Words and photos: Dave Arthur

Mojo Supension’s Chris Porter is a man who has some strong views on mountain bike suspension setup and design, and nowhere is this better expressed than in his custom Nicolai which features an astonishingly long, low and slack geometry.

Mountain bike geometry is evolving, and has picked up pace in recent years with a definite movement towards longer, lower and slacker geometry. Many are now sizing up purely to get the length and bringing the bars back with extremely short stems. 50mm stems used to be popular, now it’s all about 35mm on a larger size frame.

The Mondraker Forward Geometry is on a way the natural evolution of this trend, and points to a new direction in mountain bike design.
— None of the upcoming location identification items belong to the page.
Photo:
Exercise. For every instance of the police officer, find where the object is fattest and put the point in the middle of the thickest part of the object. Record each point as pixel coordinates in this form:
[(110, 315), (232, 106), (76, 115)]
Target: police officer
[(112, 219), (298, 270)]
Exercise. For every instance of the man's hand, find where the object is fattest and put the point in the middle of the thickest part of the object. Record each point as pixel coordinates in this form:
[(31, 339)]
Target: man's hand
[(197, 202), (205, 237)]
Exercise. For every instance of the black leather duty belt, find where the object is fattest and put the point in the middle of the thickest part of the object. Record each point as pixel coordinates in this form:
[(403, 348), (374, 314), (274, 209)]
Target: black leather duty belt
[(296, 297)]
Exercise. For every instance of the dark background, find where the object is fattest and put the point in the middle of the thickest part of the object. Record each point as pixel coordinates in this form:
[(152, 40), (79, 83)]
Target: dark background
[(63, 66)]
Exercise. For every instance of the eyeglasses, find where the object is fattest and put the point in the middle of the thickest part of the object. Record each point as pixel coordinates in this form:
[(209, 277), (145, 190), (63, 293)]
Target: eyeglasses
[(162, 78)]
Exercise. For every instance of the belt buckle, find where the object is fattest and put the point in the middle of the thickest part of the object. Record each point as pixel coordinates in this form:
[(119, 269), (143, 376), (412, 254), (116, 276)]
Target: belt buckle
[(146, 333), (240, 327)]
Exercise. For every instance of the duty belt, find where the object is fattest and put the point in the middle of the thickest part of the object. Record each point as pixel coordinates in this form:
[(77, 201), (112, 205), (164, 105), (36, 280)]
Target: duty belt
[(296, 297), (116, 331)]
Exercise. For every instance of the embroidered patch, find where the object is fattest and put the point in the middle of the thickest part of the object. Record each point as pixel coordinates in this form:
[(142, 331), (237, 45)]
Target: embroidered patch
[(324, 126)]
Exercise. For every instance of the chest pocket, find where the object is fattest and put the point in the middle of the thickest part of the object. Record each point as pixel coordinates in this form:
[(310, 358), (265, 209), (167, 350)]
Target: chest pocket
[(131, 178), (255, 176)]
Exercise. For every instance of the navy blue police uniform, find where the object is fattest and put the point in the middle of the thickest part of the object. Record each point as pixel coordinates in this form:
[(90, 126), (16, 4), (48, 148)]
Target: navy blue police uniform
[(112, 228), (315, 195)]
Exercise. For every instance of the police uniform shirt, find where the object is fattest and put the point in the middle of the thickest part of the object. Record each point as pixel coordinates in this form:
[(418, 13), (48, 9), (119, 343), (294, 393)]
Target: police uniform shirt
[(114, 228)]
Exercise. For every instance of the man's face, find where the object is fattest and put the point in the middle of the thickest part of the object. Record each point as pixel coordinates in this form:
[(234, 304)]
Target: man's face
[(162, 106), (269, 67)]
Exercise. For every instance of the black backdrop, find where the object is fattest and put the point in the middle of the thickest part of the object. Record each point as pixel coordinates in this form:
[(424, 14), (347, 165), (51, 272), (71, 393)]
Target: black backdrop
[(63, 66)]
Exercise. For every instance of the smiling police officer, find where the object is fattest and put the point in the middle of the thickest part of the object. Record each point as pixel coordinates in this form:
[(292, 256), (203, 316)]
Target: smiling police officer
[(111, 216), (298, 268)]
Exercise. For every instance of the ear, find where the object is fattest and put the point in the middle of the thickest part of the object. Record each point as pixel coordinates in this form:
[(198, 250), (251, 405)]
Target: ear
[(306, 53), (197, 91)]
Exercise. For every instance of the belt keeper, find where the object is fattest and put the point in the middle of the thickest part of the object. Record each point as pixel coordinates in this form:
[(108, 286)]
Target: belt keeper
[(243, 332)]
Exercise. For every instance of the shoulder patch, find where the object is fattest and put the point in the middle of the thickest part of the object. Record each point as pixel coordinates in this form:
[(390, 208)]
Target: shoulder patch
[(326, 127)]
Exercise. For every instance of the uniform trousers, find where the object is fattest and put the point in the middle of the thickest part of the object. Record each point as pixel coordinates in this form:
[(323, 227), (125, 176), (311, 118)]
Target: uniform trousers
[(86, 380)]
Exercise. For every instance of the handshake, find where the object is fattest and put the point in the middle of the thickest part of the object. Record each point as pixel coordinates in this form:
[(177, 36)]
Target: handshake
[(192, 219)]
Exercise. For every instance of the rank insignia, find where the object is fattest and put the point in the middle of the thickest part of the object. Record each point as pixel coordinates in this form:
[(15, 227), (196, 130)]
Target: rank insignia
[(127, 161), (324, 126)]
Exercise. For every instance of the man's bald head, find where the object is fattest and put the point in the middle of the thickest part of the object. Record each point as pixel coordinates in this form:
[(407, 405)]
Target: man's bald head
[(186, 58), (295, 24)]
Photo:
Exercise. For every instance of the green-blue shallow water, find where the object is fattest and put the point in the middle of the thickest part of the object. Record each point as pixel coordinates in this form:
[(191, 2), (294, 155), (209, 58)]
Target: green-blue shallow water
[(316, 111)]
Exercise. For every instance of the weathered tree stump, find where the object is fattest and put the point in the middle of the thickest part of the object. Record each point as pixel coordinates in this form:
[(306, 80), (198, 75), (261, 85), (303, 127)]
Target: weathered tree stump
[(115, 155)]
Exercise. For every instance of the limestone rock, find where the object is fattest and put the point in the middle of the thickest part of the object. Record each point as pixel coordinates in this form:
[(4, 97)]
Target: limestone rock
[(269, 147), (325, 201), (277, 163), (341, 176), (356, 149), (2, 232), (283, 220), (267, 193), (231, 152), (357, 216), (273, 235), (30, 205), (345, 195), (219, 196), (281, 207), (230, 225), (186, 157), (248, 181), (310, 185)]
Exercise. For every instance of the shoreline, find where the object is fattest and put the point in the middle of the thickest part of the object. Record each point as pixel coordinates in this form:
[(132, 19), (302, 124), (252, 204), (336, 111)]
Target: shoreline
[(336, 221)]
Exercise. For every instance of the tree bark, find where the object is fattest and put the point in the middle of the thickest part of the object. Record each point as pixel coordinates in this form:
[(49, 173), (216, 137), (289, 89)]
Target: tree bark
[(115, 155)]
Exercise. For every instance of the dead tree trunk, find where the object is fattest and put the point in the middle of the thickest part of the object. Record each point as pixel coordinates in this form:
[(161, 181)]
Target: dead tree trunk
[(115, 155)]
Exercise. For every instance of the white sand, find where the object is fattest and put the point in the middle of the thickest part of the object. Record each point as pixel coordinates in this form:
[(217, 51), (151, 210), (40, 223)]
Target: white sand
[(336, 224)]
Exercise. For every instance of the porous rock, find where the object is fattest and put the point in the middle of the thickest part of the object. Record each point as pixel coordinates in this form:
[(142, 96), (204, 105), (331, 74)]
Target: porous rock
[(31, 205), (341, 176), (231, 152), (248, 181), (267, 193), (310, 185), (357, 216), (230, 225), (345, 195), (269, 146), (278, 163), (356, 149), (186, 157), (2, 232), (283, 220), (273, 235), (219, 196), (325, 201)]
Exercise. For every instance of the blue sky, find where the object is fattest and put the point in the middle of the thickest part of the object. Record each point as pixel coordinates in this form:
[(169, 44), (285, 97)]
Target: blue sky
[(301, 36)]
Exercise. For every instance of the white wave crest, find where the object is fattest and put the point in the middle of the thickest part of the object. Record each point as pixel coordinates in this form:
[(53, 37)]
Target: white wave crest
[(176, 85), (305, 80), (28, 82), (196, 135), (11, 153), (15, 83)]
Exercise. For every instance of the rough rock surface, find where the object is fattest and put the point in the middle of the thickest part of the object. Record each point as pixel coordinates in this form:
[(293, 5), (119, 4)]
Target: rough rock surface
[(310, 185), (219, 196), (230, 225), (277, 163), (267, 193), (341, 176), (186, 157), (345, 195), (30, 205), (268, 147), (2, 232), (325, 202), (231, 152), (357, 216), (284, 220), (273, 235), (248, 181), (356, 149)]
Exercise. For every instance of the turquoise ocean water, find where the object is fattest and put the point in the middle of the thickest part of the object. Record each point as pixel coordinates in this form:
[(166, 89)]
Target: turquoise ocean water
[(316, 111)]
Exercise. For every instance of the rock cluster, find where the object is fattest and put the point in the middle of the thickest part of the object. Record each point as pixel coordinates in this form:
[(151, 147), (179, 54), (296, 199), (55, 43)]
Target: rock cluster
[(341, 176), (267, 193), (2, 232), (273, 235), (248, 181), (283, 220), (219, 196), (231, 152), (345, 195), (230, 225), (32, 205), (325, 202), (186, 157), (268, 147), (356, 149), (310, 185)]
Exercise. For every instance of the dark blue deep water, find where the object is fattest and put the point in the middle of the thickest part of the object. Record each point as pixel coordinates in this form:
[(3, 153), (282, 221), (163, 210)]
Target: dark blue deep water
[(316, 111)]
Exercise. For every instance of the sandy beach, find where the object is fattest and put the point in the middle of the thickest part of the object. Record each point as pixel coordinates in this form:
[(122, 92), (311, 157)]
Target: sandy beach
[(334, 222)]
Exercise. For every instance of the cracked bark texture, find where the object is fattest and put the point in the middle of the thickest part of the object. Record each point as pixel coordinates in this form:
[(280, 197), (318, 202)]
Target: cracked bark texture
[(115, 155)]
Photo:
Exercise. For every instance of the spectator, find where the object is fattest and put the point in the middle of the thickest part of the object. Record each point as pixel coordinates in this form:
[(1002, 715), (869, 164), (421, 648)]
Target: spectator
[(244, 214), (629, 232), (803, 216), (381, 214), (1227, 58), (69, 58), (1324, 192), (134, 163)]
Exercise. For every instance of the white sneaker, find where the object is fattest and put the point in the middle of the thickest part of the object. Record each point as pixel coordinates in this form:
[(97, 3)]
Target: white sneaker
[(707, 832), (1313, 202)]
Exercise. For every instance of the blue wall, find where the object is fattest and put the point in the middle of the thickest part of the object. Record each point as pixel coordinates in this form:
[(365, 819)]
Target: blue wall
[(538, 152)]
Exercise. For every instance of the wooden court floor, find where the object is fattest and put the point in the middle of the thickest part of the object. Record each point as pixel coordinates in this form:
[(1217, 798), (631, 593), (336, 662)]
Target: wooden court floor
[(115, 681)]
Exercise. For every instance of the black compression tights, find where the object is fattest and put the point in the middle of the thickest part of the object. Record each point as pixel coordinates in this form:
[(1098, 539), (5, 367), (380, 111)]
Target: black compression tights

Put more length in the wheelbase and front centre and fit a really short 10mm stem. Mojo’s Chris Porter had been riding a Mondraker Foxy XR, he gave Steve Jones the full lowdown in this video a while back and it’s clear this bike has informed his thinking on bicycle design. But this custom Nicolai is an even more extreme interpretation of the latest thinking in mountain bike geometry.

This custom Nicolai is based on the German company’s regular Ion 16, a 160mm four-bar suspension bike, but there the similarities with the stock bike end. It’s pretty obvious from looking at the pics the bike has a massively stretched wheelbase, and at a hugomouns 1,3232mm it’s longer than just about anything else out there. The reach is 520mm and stack is 597mm.

The top tube is similar stretched at 690mm, the bottom bracket is 330mm, chainstays 460mm and the head angle can be adjusted between 62.6 and 63.1 degrees. Keeping with short theme is a tiddly 10mm stem borrowed from the Mondraker Foxy that inspired this creation.

The bike is pretty tricked out and the neatest component is the digital timing device on the handlebars. It you’re going to make such radical changes than you the only way to see if they provide an improvement in performance is to do back-to-back timed runs. The clock doesn’t lie.

Chris has got his bike built up with a Shimano XTR groupset with a single ring and chain device, Float X shock and Fox 36 fork with Kashima coating and Mavic Deemax wheels wrapped in Maxxis rubber. Up front is a Powa Defender moto-style mudguard. An naturally he uses a Fox DOSS dropper post. Complete is a claimed 14.4kg.

It’s an extreme looking bike. Is Chris simply ahead of the curve and does this creation point to the future of trail and enduro mountain bikes? Only time will tell. We’d certainly love a go on it to see just how it rides.